Now… before the nitpickers get their knickers in a twist… this isn’t so much a legal issue as it is an ethical issue.

ethical vs legal

In general (and there absolutely are exceptions, particularly in countries outside the United States), we’re not going to be held liable for damages because we included accurate information about cousin Susie’s birth, marriage(s) and children in a family history book.

But boy can we get ourselves into ethical hot water for doing that.

Not to mention getting put on the family’s blacklist for the rest of eternity.

Here’s the bottom line from an ethical perspective: as responsible genealogists and family historians, we never ever ever publish personally-identifying information about a living person without that person’s permission.

This couldn’t be clearer in the ethical norms of our field:

• The Genealogist’s Code of Ethics of the Board for Certification of Genealogists provides: “I will not publish any personal, genealogical, or genetic information disclosed to me unless I have informed consent or omit personally identifying detail.”1

• The Code of Conduct/Ethics of the International Association of Jewish Genealogical Societies reminds us: “Information concerning living persons should be treated with appropriate discretion.”2

• And the National Genealogical Society’s Guidelines for Sharing Information with Others couldn’t be clearer: “genealogists and family historians consistently … inform people who provide information about their families how it may be used, observing any conditions they impose and respecting any reservations they may express regarding the use of particular items; require evidence of consent before assuming that living people are agreeable to further sharing or publishing information about themselves; (and) convey personal identifying information about living people.such as age, home address, genetic information, occupation, or activities only in ways that those concerned have expressly agreed to…”3

And every one of these ethical codes tells us why we hold ourselves to these standards: because real live living breathing people can be hurt if we don’t.

We know — or we should know — that when we deal with information about the living, we have to treat that information “with sensitivity and … not publish any information with foreseeable potential for harm.”4 That “great caution should be applied” any time we get any information that even “seems to contain the potential for harming the interests of other people.” 5 That we always need to be “sensitive to the hurt that information discovered or conclusions reached in the course of genealogical research may bring to other persons and consider that in deciding whether to share or publish such information and conclusions.”6

It’s a simple fact that some family stories are not ours to tell.
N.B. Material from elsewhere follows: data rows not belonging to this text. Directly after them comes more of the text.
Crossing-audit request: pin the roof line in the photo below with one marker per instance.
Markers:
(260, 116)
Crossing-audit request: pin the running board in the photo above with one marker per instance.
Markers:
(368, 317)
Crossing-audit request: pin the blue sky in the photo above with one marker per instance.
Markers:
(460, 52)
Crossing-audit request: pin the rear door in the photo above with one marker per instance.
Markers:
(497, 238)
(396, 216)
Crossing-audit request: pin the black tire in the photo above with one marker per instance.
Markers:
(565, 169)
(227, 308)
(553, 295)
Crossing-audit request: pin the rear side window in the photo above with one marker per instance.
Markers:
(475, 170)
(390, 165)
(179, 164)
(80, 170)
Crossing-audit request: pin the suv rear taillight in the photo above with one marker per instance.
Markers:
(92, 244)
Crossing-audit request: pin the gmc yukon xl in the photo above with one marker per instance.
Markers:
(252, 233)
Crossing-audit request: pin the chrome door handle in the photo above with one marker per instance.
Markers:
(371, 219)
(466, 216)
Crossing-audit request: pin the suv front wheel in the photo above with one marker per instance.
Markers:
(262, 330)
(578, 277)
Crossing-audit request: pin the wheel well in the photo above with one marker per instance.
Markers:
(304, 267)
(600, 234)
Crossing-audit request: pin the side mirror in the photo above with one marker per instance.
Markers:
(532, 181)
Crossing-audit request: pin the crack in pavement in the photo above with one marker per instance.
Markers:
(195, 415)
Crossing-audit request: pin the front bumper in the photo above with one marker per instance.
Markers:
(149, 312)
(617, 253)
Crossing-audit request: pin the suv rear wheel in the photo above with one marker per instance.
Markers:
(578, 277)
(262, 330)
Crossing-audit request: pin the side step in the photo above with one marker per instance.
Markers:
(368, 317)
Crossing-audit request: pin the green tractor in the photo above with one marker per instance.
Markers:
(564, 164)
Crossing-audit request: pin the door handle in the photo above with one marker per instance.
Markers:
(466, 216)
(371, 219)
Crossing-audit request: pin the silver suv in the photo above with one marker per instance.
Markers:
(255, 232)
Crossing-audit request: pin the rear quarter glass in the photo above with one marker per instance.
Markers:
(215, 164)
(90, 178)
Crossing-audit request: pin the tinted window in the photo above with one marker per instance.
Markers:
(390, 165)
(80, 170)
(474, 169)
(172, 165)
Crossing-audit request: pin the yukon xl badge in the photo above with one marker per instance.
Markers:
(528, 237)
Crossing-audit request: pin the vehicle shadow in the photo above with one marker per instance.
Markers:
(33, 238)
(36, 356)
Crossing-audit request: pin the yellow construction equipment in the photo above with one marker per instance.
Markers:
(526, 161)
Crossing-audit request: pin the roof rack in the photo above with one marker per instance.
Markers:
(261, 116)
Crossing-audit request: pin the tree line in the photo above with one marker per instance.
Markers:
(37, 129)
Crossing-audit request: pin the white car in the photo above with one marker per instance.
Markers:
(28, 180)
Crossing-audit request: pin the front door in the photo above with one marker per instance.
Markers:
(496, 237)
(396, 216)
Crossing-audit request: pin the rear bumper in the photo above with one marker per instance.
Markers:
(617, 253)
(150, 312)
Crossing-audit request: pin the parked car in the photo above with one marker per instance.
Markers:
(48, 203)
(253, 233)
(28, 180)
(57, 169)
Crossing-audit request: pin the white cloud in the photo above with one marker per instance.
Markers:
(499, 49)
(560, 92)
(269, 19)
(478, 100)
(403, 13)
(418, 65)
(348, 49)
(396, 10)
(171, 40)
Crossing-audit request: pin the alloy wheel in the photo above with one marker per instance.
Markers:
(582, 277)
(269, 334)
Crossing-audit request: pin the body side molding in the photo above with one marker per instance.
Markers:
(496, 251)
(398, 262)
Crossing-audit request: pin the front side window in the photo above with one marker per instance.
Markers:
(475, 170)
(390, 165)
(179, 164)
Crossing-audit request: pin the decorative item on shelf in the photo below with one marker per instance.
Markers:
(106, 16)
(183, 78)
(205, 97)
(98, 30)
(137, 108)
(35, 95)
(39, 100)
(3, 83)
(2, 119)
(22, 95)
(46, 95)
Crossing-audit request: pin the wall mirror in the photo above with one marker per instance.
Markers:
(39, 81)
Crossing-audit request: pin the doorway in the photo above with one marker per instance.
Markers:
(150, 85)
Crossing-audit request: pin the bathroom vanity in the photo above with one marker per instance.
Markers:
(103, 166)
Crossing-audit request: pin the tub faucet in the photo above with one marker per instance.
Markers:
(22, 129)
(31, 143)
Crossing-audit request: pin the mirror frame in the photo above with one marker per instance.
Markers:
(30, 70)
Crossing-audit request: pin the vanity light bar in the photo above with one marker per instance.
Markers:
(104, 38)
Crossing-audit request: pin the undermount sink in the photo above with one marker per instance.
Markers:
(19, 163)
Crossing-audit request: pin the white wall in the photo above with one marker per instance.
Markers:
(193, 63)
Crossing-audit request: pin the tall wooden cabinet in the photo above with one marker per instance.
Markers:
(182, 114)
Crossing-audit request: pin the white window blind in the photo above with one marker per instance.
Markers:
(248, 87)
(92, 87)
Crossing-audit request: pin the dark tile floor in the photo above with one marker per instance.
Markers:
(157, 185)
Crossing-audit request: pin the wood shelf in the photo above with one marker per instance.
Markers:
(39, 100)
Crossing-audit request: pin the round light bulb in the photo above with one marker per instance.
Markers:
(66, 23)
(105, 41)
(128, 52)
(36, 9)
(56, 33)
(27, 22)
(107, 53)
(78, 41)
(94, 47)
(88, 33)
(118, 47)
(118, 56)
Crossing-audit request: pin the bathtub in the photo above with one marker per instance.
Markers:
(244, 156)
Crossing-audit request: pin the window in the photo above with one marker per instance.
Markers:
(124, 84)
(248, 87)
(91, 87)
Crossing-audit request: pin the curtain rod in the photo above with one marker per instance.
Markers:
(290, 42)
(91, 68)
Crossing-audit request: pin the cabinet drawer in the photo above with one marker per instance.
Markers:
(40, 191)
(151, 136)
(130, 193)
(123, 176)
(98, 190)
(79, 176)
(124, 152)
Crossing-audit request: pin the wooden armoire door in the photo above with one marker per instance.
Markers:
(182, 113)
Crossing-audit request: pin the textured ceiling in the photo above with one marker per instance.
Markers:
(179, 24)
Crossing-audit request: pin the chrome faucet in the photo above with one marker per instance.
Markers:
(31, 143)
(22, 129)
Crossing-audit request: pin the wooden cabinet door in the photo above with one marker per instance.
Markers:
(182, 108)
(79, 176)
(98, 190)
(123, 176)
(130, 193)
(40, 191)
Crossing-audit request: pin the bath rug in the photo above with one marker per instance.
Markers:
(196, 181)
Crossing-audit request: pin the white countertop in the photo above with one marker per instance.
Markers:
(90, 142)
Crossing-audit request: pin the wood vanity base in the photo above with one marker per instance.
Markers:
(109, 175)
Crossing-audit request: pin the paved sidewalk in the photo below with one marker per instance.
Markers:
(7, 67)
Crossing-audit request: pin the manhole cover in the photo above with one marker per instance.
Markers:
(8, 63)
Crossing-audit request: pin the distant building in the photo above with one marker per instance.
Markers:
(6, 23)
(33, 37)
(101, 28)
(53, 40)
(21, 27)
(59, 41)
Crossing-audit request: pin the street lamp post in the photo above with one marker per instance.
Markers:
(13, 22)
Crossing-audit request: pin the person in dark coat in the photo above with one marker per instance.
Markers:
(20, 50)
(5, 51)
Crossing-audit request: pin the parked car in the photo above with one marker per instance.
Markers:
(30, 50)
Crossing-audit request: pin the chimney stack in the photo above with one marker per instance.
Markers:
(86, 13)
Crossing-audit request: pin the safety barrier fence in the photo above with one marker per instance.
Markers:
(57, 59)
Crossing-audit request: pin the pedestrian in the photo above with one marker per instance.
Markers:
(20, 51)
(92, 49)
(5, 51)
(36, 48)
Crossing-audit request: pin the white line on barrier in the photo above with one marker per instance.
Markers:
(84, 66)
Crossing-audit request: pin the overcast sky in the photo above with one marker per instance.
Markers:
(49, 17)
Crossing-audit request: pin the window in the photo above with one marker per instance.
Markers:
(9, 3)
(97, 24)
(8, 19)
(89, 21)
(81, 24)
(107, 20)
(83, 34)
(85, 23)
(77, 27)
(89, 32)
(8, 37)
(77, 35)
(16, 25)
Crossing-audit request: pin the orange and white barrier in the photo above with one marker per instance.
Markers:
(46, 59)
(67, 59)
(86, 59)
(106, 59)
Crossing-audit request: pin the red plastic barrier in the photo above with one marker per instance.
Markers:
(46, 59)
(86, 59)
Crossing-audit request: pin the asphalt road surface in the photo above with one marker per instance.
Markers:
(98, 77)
Cousin Susie’s January 1971 marriage date and her first child’s June 1971 birthdate, particularly if Susie and her husband celebrated their “50th” anniversary in January 2020. The fact that Uncle John had an earlier wife and kids from that first marriage — if his eight-year-old from his current marriage doesn’t know that. These are just a couple of examples of how we can go wrong including “just the facts” about our living family members.
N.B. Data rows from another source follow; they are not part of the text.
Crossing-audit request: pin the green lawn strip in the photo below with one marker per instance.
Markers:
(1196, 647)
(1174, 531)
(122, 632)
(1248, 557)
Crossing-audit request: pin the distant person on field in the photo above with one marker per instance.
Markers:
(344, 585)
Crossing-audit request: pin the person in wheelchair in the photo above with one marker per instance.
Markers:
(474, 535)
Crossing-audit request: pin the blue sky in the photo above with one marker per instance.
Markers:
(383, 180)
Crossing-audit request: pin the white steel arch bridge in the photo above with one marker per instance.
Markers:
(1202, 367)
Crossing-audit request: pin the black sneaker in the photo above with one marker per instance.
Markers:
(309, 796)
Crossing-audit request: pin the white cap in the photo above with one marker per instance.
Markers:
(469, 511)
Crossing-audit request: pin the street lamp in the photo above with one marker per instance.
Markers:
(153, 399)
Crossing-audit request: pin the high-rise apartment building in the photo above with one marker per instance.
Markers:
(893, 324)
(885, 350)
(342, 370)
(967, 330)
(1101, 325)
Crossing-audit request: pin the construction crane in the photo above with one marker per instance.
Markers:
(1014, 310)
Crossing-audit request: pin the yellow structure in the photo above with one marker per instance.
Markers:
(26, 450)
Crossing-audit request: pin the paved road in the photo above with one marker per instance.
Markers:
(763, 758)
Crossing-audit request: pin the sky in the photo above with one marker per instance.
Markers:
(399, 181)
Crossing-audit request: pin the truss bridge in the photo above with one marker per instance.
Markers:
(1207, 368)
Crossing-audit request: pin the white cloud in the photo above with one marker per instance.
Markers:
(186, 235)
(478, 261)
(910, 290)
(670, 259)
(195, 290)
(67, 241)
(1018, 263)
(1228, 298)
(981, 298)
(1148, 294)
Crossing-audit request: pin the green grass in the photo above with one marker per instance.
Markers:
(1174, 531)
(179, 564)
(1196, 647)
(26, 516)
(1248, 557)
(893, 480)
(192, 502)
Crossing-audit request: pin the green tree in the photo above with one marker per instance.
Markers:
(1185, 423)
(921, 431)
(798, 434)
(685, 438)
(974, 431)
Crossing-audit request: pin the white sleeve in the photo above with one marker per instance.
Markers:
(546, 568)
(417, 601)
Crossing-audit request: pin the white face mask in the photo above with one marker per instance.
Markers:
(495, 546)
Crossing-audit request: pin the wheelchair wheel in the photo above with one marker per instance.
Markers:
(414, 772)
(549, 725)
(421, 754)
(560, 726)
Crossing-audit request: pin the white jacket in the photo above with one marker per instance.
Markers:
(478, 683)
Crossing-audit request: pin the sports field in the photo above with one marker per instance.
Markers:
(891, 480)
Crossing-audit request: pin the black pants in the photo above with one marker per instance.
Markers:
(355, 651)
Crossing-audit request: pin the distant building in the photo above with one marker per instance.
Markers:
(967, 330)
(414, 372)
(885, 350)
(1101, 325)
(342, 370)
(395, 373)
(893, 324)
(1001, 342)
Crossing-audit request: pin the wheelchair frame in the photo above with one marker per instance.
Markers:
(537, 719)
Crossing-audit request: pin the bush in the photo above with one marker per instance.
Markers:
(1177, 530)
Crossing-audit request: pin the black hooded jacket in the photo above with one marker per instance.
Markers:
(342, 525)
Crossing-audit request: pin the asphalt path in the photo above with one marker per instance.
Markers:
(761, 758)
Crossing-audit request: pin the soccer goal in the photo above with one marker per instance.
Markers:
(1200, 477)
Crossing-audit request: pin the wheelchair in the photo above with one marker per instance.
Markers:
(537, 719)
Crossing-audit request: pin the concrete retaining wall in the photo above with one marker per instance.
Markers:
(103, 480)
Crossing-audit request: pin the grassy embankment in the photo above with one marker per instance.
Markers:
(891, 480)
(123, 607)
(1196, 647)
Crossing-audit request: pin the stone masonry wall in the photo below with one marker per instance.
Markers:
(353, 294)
So when we’re getting ready to publish those family reunion books for the get-togethers this year, we need to stop. To slow down. And to think.
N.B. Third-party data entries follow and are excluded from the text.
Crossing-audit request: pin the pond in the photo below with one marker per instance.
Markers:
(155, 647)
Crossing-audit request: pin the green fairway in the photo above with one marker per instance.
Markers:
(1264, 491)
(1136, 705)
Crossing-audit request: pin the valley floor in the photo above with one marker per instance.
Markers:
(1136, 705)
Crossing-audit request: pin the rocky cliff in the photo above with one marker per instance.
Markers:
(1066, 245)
It may be legal to include that information about Cousin Susie and Uncle John.

But there’s a difference between what’s legal… and what’s right.

And we need to be on the side of the right.

Our ethical duty to the living members of our family means we don’t publish information about those living people unless they’ve given their permission.

Cite/link to this post: Judy G. Russell, “About that reunion book…,” The Legal Genealogist ( : posted 22 June 2021).


  1. To protect the public: Bullet point 6, “Genealogist’s Code of Ethics”, Board for Certification of Genealogists ( : accessed 22 June 2021).
  2. ¶9, “Code of Conduct/Ethics”, International Association of Jewish Genealogical Societies ( : accessed 22 June 2021).
  3. Guidelines for Sharing Information with Others, National Genealogical Society ( : accessed 22 June 2021).
  4. To protect the public: Bullet point 6, “Genealogist’s Code of Ethics.
  5. IAJGS “Code of Conduct/Ethics,” ¶9.
  6. NGS Guidelines for Sharing Information with Others.